Madame [B] [M], partie tenue des dépens, sera condamnée à payer à VOLKSWAGEN BANK GMBH la somme de 600 euros sur le fondement des dispositions de l’article 700 du Code de procédure civile.
c) Sur l’exécution provisoire
Aux termes de l’article 514 du code de procédure civile, les décisions de première instance sont exécutoires de droit à titre provisoire.
PAR CES MOTIFS
Le Tribunal, statuant publiquement, par mise à disposition au greffe à la date indiquée à l’issue des débats en audience publique en application de l’article 450 alinéa 2 du code de procédure civile, par jugement réputé contradictoire et rendu en premier ressort,
DIT la société VOLKSWAGEN BANK GMBH recevable en son action ;
CONDAMNE Madame [B] [M] à payer à la société VOLKSWAGEN BANK GMBH la somme de 16 232,76 € (SEIZE MILLE DEUX CENT TRENTE-DEUX EUROS SOIXANTE-SEIZE CENTIMES) correspondant au montant du capital restant dû au titre du contrat litigieux, somme assortie des intérêts au taux légal à compter du 9 juillet 2024 ;
CONDAMNE Madame [B] [M] à restituer à la société VOLKSWAGEN BANK GMBH le véhicule automobile SKODA FABIA immatriculé [Immatriculation 7] dans le délai d’UN MOIS à compter de la signification de la présente décision ;
DIT que faute pour Madame [B] [M] de procéder à ladite restitution,elle sera redevable, passé ce délai, d’une astreinte dont le montant sera fixé pendant un délai de TROIS MOIS à 50 € par jour de retard.
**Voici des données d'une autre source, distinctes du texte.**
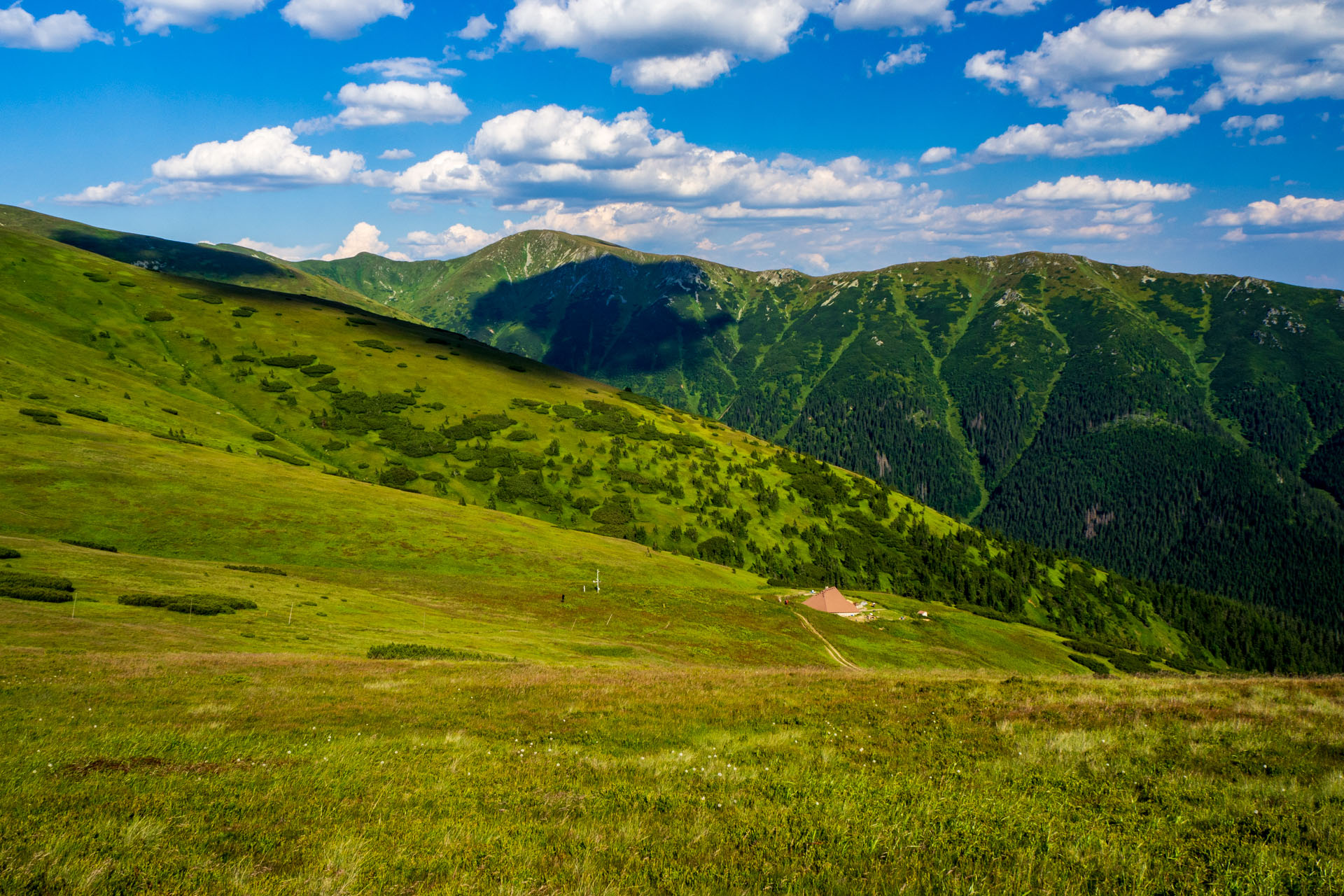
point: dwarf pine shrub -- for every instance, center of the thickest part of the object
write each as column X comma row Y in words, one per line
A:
column 43, row 589
column 41, row 415
column 425, row 652
column 252, row 568
column 290, row 360
column 197, row 605
column 283, row 457
column 92, row 546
DIT qu’en cas de restitution du véhicule, la valeur vénale, évaluée amiablement ou à dire d’expert, ou le prix de revente de celui-ci viendra en déduction de la dette ;
CONDAMNE Madame [B] [M] à verser à la société VOLKSWAGEN BANK GMBH la somme de 600,00 € (SIX CENTS EUROS) sur le fondement de l’article 700 du code de procédure civile ;
CONDAMNE Madame [B] [M] aux entiers dépens de l’instance ;
RAPPELLE que la présente décision est exécutoire de plein droit à titre provisoire.
Ainsi jugé et prononcé à [Localité 8], le 21 juillet 2025.